The two distinctly different Senate Cyber-Security bills currently making their way through the US Congress respond to the ever increasing cyber-assaults and cyber-threats to the US and particularly the CIKR sectors. It is clear that action must be taken to further harden our IT systems from these asymmetrical and often successful attacks.
The first bill would identify and establish additional cyber-security standards and regulations that the private sector would have to follow and report on to the Department of Homeland Security. In turn, DHS would act as a facilitator in exchanging information on a need-to-know basis with the private sector.
The second bill generates no additional standards or regulations for the private sector to follow and report on, nor does it place additional responsibilities upon the already overburdened DHS. This bill focuses primarily on information sharing between the public and private sectors to ensure protection and defenses against cyber-assaults and cyber-threats. By focusing on information sharing and not additional regulations, the private sector can save time, effort and unnecessary spending on additional bodies needed to comply with reporting to the government how they are complying with the new regulations. Furthermore, they can use this saved spending on hardening their cyber networks, both physically and electronically.
Some commentators say that this second bill doesn’t go far enough and imply that businesses would have no incentive to further invest in cyber-security. For any business – and especially those that control our CIKR sectors – that doesn’t do everything possible to protect their networks is playing with fire. There have been more than enough examples of cyber-attacks and assaults against not only our government IT systems and our CIKR IT systems but also regular day-to-day business IT systems that it would be a foolish for a CEO to think, “It can’t happen here.”
In our experience of protestor management, we hear this quote quite often from law enforcement and business prior to major protest situations; after the fact, law enforcement then complain, “If we had only known.” We also hear this same quote from businesses that find themselves on the receiving end of extremist group tactics, both physical and electronic. There are preventive solutions and governments, and businesses must embrace those solutions willingly; the levels of negative publicity of the threat seem to be making that happen.
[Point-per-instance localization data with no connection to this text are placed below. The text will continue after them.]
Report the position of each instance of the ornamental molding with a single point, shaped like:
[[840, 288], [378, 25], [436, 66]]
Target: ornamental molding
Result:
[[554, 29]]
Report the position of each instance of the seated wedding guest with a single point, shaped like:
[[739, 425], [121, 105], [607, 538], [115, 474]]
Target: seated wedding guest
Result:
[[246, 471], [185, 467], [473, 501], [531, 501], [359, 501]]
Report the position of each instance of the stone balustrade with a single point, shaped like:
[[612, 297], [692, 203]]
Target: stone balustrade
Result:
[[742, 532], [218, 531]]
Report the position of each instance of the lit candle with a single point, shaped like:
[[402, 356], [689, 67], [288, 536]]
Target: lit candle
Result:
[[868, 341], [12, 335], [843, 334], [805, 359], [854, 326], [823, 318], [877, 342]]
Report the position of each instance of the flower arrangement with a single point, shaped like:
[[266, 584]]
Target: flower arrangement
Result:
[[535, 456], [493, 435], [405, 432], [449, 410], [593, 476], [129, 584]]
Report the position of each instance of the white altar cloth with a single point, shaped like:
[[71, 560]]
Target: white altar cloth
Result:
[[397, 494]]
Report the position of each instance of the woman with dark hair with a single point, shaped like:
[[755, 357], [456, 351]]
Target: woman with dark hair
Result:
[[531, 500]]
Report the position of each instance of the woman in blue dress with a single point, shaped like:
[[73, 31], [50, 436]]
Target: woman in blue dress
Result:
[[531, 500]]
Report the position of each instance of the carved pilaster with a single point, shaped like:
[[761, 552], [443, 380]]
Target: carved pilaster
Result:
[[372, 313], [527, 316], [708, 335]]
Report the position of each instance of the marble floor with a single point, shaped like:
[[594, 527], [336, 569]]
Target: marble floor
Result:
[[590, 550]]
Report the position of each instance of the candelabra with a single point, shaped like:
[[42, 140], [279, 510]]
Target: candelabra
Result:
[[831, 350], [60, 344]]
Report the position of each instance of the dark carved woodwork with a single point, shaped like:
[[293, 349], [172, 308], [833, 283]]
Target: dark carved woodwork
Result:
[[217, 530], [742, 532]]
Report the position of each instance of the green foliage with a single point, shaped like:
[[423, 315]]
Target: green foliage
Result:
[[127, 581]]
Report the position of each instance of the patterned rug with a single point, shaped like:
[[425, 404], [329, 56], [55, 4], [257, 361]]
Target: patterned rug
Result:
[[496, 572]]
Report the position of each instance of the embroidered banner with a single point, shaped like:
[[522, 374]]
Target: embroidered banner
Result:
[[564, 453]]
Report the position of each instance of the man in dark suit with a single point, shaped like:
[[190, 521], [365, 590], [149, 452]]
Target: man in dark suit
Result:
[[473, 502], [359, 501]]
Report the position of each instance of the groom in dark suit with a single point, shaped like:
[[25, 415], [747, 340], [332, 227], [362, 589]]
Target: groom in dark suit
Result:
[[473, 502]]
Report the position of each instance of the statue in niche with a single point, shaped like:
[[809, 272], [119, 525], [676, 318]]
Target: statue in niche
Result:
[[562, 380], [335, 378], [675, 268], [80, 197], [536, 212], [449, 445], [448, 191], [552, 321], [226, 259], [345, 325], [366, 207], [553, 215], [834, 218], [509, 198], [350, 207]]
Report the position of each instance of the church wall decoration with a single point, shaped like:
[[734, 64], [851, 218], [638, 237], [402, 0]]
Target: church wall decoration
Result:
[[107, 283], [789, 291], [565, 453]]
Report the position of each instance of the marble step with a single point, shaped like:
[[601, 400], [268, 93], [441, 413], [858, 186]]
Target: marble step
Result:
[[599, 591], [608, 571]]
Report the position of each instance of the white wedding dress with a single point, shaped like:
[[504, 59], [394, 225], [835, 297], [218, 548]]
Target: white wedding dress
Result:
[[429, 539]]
In addition to the current federal and state regulations and rules for IT security that corporations must follow, we also have the Information Technology Sector-Specific Plan as an Annex to the National Infrastructure Protection Plan (NIPP). In addition, we have numerous agencies and/or organizations for each CIKR sector, such as the FERC and NERC, ISACs for each CIKR sector, the US Secret Service Electronic Crimes Task Force, the FBI InfraGard Group, and several other agencies and entities that monitor, share information and take action against cyber-assaults and threats. Almost all CIKR sectors and businesses belong to at least one of these organizations and readily share information across the government/private spectrum.
The agencies, organizations and private entities that made up the NIPP-IT working group agreed upon four basic goals that both the public and private sector should strive for to help prevent assaults and/or achieve a sustained reduction in the impact of incidents to maintain business and government resiliency. The goals have been basically identified as: Identify, asses, and manage risks; Improve situational awareness; Enhance the capabilities of public and private sector partners to respond to and recover from threats and disruptions; and Drive continuous improvement in IT risk management and resiliency.
Cyber security is a tradeoff among expense, effort, inconvenience, privacy, security, and target hardening. Strong encryption protects the Internet from attack, but it also protects the criminals, insider threats, terrorists, rogue states, and our potential enemies. Internal and external surveillance infringes on privacy, but it is also a weapon to protect us from criminals, terrorists and foreign governments wishing us harm through IT exploitation. High assurance systems may be secure, but users are inconvenienced and productivity suffers.
Remember cyber-security is a balancing act based on the risk tolerance of corporations and agencies. We have enough regulations already in place. What we need is more information sharing on a two-way street.